Shareholders of the oil and gas firm BP (billed as one of the seven biggest companies of its type in the world) have voted to reject CEO Bob Dudley’s bonus payment of just under £14 million. The revolt is one of the biggest of its kind and has led many people to question why Dudley was given the payment in the first place.
The vote that took place after the payment was announced went 59% – 41% in favor of rejecting the payment. However, the vote is not binding, so the payment could and probably will still go ahead, regardless of what the company’s shareholders may say. The shareholders voted against the payment mainly because of the current business crisis. BP’s profits are falling, resulting in thousands of people across the world losing their jobs and share prices steadily falling. This has been coming since the Gulf of Mexico oil disaster, when, in 2010, a BP owned and operated Deepwater Horizon oil exploded and sank. Oil flowed into the sea for 87 days. It was one of the biggest man made environmental disaster in history. So why should the CEO have a 20% pay rise while thousands of people lose their jobs?
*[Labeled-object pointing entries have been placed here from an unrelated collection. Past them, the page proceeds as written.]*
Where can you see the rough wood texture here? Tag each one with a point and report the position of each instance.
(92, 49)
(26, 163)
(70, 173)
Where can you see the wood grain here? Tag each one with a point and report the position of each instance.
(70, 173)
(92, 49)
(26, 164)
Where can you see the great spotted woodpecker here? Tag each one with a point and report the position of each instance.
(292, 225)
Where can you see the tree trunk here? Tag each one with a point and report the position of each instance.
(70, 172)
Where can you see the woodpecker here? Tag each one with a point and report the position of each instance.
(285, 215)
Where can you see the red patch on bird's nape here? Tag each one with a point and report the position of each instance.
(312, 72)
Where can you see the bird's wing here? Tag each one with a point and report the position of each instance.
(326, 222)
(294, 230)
BP have released a statement saying that Dudley had met every target set for him over the course of the last financial year and couldn’t be blamed for the reasons BP is losing money (£3.6 billion over the last year) and the fall in oil prices over the last year. They have also said that the shareholders concern has been listened too and that they will sit down with their largest shareholders to discuss the situation and try to come up with some kind of solution. The money that the CEO received is also due to be review in 2017, again with the company’s largest shareholders.
The shareholders do remain supportive of Dudley, 99% voted that they want him to remain in his position. Dudley was bought in to steady BP after the Gulf of Mexico oil spill in 2010 and to make sure the company didn’t suffer further losses. BP are still one of the biggest gas and oil firms in the world, but the company is losing money, year on year. So does he deserve a 20% pay rise, when the company loses money and thousands lose their jobs. Well, it is very hard to justify it. Dudley hasn’t necessarily done a bad job, if he were doing particularly poorly the shareholders wouldn’t have backed him so substantially.
The issue is, even though the shareholders do support Dudley but it simply isn’t right that he gets a 20% gain whilst thousands of people lose their jobs. To put it into perspective, Shell boss Ben von Beurdon’s pay was cut by 77% when Shell went through a similarly turbulent time a few months ago. It doesn’t look like the best decision to raise Dudley’s pay, even by 10-20% would have saved at least £2 million pounds, which could have been put toward better causes within the company. Saving some peoples jobs for example.